I am trying to show:
If $f: B(0,R) \to \mathbb C$ is analytic then the Taylor series of $f$ at $0$ converges uniformly to $f$ in $B(0,r)$ for all $r\in (0,R)$
But I got stuck with my proof. Please can somebody help me? Here is what I have so far:
From here I have
$$ f(z) = \sum_{n=0}^\infty z^n {1\over 2 \pi i}\int_C {f(w) \over w^{n+1}}dw$$
Therefore the Taylor series of $f$ at $0$ is
$T_0(z) = \sum_{n=0}^\infty z^n c_n$
where $c_n = {1\over 2 \pi i}\int_C {f(w) \over w^{n+1}}dw$.

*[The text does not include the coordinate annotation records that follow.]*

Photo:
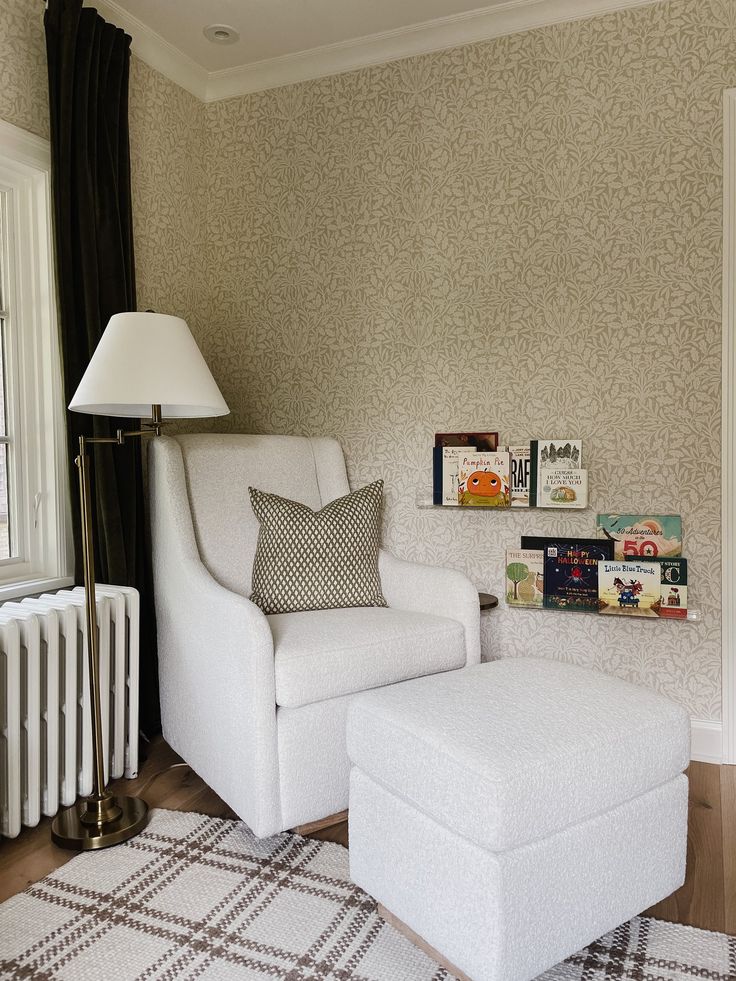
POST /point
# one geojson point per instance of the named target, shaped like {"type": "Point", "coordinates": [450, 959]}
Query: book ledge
{"type": "Point", "coordinates": [426, 504]}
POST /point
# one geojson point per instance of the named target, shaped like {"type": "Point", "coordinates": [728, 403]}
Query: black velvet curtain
{"type": "Point", "coordinates": [89, 65]}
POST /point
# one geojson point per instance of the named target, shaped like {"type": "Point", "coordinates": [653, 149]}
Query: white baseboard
{"type": "Point", "coordinates": [706, 744]}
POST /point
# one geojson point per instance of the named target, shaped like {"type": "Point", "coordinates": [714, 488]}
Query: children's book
{"type": "Point", "coordinates": [629, 588]}
{"type": "Point", "coordinates": [484, 442]}
{"type": "Point", "coordinates": [445, 465]}
{"type": "Point", "coordinates": [642, 535]}
{"type": "Point", "coordinates": [483, 480]}
{"type": "Point", "coordinates": [562, 488]}
{"type": "Point", "coordinates": [524, 577]}
{"type": "Point", "coordinates": [520, 459]}
{"type": "Point", "coordinates": [570, 570]}
{"type": "Point", "coordinates": [552, 454]}
{"type": "Point", "coordinates": [673, 600]}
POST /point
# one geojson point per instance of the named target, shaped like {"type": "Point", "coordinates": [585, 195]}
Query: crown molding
{"type": "Point", "coordinates": [155, 50]}
{"type": "Point", "coordinates": [511, 17]}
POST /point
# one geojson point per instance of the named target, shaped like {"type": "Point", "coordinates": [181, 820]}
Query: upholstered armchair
{"type": "Point", "coordinates": [257, 704]}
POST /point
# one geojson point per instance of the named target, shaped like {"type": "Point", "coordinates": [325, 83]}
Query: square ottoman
{"type": "Point", "coordinates": [511, 813]}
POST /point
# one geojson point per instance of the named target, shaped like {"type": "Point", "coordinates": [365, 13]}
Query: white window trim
{"type": "Point", "coordinates": [25, 165]}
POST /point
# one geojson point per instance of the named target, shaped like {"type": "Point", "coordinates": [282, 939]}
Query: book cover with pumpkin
{"type": "Point", "coordinates": [483, 480]}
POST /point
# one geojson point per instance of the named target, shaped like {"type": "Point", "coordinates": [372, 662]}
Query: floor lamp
{"type": "Point", "coordinates": [145, 363]}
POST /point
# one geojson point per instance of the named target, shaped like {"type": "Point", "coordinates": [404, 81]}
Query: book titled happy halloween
{"type": "Point", "coordinates": [570, 571]}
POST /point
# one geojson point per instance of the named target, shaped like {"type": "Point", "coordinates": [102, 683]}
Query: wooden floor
{"type": "Point", "coordinates": [707, 900]}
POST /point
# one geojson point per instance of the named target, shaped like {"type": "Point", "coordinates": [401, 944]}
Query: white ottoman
{"type": "Point", "coordinates": [511, 813]}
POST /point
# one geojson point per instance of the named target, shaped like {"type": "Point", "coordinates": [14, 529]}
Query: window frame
{"type": "Point", "coordinates": [34, 392]}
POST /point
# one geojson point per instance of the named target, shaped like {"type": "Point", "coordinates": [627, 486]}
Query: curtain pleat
{"type": "Point", "coordinates": [89, 67]}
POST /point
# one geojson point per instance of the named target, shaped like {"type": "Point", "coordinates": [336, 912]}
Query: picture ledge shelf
{"type": "Point", "coordinates": [693, 616]}
{"type": "Point", "coordinates": [425, 504]}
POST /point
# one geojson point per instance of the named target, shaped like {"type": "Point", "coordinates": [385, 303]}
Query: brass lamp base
{"type": "Point", "coordinates": [97, 824]}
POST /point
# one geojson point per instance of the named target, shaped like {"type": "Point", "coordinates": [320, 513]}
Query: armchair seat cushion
{"type": "Point", "coordinates": [327, 653]}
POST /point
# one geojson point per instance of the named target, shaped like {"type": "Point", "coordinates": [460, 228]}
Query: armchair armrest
{"type": "Point", "coordinates": [432, 589]}
{"type": "Point", "coordinates": [216, 664]}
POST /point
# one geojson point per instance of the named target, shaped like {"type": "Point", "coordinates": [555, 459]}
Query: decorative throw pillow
{"type": "Point", "coordinates": [317, 560]}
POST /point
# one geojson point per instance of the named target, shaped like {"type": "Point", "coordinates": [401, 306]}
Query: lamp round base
{"type": "Point", "coordinates": [69, 831]}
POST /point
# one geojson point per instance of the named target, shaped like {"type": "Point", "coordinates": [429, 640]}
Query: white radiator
{"type": "Point", "coordinates": [45, 712]}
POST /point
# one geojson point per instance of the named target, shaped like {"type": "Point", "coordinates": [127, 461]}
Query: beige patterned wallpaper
{"type": "Point", "coordinates": [523, 234]}
{"type": "Point", "coordinates": [23, 78]}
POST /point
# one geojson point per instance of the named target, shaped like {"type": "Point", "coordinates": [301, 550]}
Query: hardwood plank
{"type": "Point", "coordinates": [419, 942]}
{"type": "Point", "coordinates": [313, 826]}
{"type": "Point", "coordinates": [699, 902]}
{"type": "Point", "coordinates": [702, 901]}
{"type": "Point", "coordinates": [728, 814]}
{"type": "Point", "coordinates": [161, 781]}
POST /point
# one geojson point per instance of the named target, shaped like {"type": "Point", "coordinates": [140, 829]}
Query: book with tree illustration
{"type": "Point", "coordinates": [524, 577]}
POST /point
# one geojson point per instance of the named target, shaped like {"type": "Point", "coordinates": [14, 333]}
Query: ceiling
{"type": "Point", "coordinates": [272, 28]}
{"type": "Point", "coordinates": [285, 41]}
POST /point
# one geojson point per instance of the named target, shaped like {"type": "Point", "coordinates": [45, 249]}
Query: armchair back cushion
{"type": "Point", "coordinates": [219, 469]}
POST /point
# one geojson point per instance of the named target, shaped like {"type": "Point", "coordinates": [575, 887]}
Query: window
{"type": "Point", "coordinates": [34, 524]}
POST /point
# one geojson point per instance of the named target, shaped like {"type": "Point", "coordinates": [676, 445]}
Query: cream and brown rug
{"type": "Point", "coordinates": [194, 897]}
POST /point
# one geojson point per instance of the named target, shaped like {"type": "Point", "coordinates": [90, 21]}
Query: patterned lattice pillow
{"type": "Point", "coordinates": [317, 560]}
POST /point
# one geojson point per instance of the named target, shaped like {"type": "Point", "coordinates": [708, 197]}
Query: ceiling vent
{"type": "Point", "coordinates": [221, 34]}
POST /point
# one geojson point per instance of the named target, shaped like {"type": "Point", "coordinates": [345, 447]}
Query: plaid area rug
{"type": "Point", "coordinates": [200, 897]}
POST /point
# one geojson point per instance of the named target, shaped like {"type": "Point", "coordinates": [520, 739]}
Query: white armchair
{"type": "Point", "coordinates": [256, 704]}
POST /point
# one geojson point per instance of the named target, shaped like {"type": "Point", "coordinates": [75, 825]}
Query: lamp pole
{"type": "Point", "coordinates": [102, 818]}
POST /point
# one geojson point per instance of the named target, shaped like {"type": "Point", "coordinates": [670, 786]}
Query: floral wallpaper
{"type": "Point", "coordinates": [522, 235]}
{"type": "Point", "coordinates": [23, 76]}
{"type": "Point", "coordinates": [168, 184]}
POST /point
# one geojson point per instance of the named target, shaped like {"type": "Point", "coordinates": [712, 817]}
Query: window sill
{"type": "Point", "coordinates": [18, 590]}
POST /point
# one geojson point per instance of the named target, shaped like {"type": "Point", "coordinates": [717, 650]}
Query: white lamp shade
{"type": "Point", "coordinates": [146, 359]}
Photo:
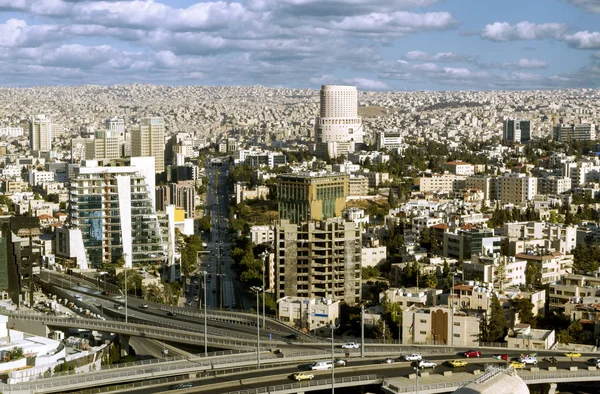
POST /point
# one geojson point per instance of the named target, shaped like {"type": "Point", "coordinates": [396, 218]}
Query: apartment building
{"type": "Point", "coordinates": [517, 189]}
{"type": "Point", "coordinates": [459, 168]}
{"type": "Point", "coordinates": [311, 196]}
{"type": "Point", "coordinates": [309, 314]}
{"type": "Point", "coordinates": [113, 208]}
{"type": "Point", "coordinates": [318, 259]}
{"type": "Point", "coordinates": [551, 266]}
{"type": "Point", "coordinates": [439, 325]}
{"type": "Point", "coordinates": [440, 183]}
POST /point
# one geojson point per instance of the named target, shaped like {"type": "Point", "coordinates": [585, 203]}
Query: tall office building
{"type": "Point", "coordinates": [40, 133]}
{"type": "Point", "coordinates": [105, 146]}
{"type": "Point", "coordinates": [148, 139]}
{"type": "Point", "coordinates": [115, 125]}
{"type": "Point", "coordinates": [517, 131]}
{"type": "Point", "coordinates": [338, 127]}
{"type": "Point", "coordinates": [311, 196]}
{"type": "Point", "coordinates": [572, 132]}
{"type": "Point", "coordinates": [318, 259]}
{"type": "Point", "coordinates": [20, 251]}
{"type": "Point", "coordinates": [113, 208]}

My idea is to apply the Weierstrass $M$-test here for $f_n(x) = z^n c_n$. It holds that $|z^n| < r^n$ and $|c_n|\le {M \over r^n}$ and therefore $|f_n(z)|\le M$. The problem is how to show
$\sum_{n=0}^\infty M < \infty$? It is obviously not true (consider $R=1$). Where is my mistake?
Best Answer
We have to show, that $\sum_{n=0}^\infty z^n c_n$ is unformly convergent for $|z|<r$. The trick is, that $C\subset B(0,R)$ can be any smooth closed curve rounding the origin. So take $\varrho$ such that $r<\varrho<R$ and let $C:=\{z\,|\,|z|=\varrho\}=\{\varrho e^{it}\,|\,0\leq t\leq 2\pi\}$. Then $$ |c_n| =\left|{1\over 2 \pi i}\int_C {f(w) \over w^{n+1}}dw\right|\leq \frac{1}{2\pi}\int_C\frac{|f(w)|}{\varrho^{n+1}}|dw|\leq \max_{w\in C}|f(w)|\frac{1}{2\pi}\int_0^{2\pi}\frac{1}{\varrho^{n+1}}\varrho\,dt=\max_{w\in C}|f(w)|\frac{1}{\varrho^n}. $$ Thus it follows $$ \left|\sum_{n=0}^\infty z^n c_n\right|\leq\sum_{n=0}^{\infty} \max_{w\in C}|f(w)|\frac{r^n}{\varrho^n}=\max_{w\in C}|f(w)|\sum_{n=0}^{\infty} \left(\frac{r}{\varrho}\right)^n=\max_{w\in C}|f(w)|\frac{1}{1-(r/\varrho)}. $$ (Here we used that $0<(r/\varrho)<1$.)